PAM4, with its four-level signal modulation — compared to two-level signal modulation (PAM2), most commonly referred to as NRZ — avoids the signal degradation caused by the increased bandwidth. PAM4 succeeds by transmitting two bits per symbol. For a given data rate, it cuts the bandwidth in half as opposed to NRZ. For example, a 56 Gbit/s PAM4 signal runs at 28 Gbaud/s compared to a 56 Gbit/s NRZ signal that runs at 56 Gbaud/s. Here, we need to distinguish the symbol rate (referred to as the baud rate) from the data rate to make the comparison. Figure 1 shows the difference between PAM4 and NRZ signals.
While a PAM4 signal experiences more ISI (intersymbol interference) than a PAM2 signal at a given baud rate, it experiences much less at a given data rate. That's because PAM4 sends two bits per baud.
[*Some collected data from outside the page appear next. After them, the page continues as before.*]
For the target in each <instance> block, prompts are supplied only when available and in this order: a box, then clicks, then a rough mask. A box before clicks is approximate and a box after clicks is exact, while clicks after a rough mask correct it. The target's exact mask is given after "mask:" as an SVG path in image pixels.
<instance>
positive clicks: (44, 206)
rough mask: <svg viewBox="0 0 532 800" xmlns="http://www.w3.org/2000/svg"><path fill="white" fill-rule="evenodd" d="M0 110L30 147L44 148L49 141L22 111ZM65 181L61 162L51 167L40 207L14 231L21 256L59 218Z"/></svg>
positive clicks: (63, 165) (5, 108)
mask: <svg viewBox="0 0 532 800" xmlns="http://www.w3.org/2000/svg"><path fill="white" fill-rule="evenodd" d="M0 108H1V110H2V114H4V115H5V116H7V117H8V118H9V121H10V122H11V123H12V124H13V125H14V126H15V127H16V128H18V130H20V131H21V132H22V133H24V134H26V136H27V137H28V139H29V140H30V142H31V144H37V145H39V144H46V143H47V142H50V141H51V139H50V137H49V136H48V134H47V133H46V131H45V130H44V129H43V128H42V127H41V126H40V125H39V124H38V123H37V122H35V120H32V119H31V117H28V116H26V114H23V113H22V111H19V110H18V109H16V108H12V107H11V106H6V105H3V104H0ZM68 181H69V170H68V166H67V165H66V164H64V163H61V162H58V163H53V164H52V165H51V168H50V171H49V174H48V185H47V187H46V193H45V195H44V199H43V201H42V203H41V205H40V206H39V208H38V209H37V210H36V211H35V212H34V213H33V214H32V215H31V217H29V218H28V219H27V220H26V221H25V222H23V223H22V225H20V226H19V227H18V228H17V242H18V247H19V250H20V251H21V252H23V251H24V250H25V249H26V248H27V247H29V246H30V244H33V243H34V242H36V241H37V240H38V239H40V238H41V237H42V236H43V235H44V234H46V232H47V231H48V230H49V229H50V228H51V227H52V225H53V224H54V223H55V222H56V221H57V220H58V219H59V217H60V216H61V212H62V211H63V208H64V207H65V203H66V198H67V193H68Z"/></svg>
This minimization of ISI at a given data rate on bandwidth-limited channels such as electrical backplanes is the main motivation for the switch to PAM4.
Generate PAM4 test signals
Figure 2 shows block diagram of a test setup that can generate differential PAM4 signalling. It uses two serial digital-pattern generators, two active programmable pre(de)-emphasis amplifiers, two passive microwave combiners, and two phase-matched cables after the combiners.